Désormais, ce sont quasiment exclusivement des scènes d’enfance qui s’imposent à la raison de l’homme, à son être défendant.
Les parents se disputent devant l’enfant. Le ton monte, celui-ci finit par se lever de table et court s’enfermer dans sa chambre.
Il arbore, pour ses quatre ans, une magnifique paire de nouvelles chaussures. Ce jour-là, dans la cour de la maternelle, il la laisse, humiliée, à dix pas derrière lui alors qu’ils jouent comme tous les jours à se pourchasser. Il se retourne, très fier, jubilant de se sentir des ailes. Il est saisi : elle le regarde avec une telle expression d’impuissance d’humiliation qu’il se sent littéralement coupé aux chevilles : il a trahi leur magnifique entente.

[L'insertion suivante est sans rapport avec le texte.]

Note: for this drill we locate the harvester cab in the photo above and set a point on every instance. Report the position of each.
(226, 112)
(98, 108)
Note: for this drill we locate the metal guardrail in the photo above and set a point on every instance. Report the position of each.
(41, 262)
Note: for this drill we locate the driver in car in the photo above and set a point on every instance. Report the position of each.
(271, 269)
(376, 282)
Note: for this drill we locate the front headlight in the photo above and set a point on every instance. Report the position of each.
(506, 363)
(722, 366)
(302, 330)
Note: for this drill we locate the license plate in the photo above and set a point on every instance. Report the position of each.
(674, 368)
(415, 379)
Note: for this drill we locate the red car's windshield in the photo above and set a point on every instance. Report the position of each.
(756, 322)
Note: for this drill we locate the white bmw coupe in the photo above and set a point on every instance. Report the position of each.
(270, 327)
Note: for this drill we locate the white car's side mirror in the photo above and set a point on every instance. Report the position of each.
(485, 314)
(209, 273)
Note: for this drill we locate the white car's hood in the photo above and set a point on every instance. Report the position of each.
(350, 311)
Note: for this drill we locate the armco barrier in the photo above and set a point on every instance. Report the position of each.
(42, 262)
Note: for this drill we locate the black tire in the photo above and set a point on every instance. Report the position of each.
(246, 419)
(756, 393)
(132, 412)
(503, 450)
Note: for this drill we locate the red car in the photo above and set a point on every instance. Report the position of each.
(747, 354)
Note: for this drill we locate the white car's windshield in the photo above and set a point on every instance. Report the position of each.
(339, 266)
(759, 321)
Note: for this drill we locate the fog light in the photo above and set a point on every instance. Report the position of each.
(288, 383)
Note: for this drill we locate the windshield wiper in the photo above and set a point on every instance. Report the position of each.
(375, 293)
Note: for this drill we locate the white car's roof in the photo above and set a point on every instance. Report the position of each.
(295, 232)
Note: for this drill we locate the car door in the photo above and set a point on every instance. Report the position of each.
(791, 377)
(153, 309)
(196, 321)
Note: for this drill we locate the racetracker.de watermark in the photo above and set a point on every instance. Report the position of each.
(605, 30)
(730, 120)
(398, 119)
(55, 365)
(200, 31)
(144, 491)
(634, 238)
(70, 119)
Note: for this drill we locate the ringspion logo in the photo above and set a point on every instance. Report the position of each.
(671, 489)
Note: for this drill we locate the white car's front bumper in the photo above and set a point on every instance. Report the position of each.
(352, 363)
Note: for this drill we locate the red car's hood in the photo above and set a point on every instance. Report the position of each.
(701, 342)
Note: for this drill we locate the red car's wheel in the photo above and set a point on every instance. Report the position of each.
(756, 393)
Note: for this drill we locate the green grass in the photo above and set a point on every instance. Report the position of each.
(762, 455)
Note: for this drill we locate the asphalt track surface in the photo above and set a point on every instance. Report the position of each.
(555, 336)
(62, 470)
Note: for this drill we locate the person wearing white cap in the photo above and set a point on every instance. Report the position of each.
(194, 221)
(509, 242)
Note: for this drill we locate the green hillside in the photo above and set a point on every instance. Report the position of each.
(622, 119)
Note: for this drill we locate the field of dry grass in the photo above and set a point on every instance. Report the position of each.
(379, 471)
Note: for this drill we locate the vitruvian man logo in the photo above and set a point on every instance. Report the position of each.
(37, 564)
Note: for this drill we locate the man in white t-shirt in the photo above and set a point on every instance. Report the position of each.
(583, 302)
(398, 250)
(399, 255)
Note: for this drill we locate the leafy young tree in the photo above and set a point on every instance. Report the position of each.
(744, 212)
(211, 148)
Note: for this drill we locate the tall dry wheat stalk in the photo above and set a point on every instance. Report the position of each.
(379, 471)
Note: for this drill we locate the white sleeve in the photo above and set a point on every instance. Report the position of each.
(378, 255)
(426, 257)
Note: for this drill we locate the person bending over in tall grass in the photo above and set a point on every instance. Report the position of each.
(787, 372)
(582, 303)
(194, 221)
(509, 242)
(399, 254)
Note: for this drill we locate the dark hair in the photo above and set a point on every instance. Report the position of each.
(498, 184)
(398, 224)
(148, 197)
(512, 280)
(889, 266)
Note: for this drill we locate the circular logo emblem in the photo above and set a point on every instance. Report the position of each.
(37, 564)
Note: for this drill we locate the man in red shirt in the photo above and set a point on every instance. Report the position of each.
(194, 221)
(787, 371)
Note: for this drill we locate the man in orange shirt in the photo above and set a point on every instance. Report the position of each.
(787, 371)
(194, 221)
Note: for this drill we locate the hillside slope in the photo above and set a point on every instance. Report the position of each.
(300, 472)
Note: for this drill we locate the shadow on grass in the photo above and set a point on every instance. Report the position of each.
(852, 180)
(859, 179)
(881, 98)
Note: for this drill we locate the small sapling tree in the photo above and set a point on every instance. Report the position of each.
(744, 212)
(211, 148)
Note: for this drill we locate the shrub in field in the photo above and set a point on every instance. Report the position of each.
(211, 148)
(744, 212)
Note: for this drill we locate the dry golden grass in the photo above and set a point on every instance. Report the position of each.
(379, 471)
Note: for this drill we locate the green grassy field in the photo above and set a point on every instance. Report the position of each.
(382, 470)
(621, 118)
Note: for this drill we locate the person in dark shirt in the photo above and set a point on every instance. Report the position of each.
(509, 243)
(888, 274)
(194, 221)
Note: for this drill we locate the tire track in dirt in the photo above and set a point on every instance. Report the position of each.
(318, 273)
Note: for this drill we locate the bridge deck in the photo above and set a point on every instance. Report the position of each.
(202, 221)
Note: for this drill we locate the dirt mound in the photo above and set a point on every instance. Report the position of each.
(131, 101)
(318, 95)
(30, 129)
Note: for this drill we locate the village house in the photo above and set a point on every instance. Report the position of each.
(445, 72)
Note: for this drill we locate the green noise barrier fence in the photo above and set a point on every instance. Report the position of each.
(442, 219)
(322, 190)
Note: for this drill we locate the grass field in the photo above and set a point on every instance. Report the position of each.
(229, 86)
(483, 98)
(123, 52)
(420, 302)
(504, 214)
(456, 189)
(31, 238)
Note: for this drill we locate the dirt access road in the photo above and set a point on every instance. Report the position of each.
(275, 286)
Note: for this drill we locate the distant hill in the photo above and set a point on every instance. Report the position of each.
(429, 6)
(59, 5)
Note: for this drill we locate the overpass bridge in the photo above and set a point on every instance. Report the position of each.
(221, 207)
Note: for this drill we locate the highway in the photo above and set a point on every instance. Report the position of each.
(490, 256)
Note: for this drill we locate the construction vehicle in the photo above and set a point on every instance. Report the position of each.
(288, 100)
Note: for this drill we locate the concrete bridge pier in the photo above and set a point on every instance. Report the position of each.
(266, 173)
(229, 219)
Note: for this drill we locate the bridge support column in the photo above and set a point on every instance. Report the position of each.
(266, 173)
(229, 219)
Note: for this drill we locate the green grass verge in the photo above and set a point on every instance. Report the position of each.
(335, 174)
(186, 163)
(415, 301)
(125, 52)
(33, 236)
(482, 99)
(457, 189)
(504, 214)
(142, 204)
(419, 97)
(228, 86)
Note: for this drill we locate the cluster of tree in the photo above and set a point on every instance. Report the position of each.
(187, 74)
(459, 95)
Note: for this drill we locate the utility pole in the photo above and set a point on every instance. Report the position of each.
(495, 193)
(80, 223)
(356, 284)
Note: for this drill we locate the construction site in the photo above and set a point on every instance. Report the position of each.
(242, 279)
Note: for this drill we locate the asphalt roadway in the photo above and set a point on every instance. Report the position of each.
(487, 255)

« Ta grand-mère est morte ». Elle représentait l’amour et la tendresse pour lui, au sein d’une famille où les cœurs n’ont pas été habitués à parler. Il la veillera toute la nuit. Sa marraine lui dira : « ce n’est pas des morts qu’il faut avoir peur, c’est des vivants ».
Humiliation d’école, le directeur lui tire l’oreille le premier jour de classe, alors que tous les élèves sont réunis en rang pour la présentation. Injustice, ce n’est pas lui qui a jeté la boulette de papier !
Pour le remercier de son courage, le médecin espagnol lui offre un jouet en plastique. Pourquoi diable, lui, enfant, refuse-t-il ce présent ?
Mort de l’oiseau : « c’est la première fois que tu rencontres la mort, mon pauvre chéri ». Elle est sincèrement désolée. Lui se demande ce qu’elle peut bien lui raconter : il ne veut pas un discours sur la mort —il a le sentiment de la savoir depuis longtemps—, il veut simplement être réconforté. Réconforté sans la terrible charge de l’angoisse à l’œuvre derrière chaque parole.
Rires à Noël en famille. Son rire sonne faux de l’intérieur et pourtant personne ne le remarque ; il se sent seul. Il joue seul. Il a toujours eu le sentiment de cette différence – une absence d’insouciance – aussi loin qu’il se rappelle.
Scènes d’enfance.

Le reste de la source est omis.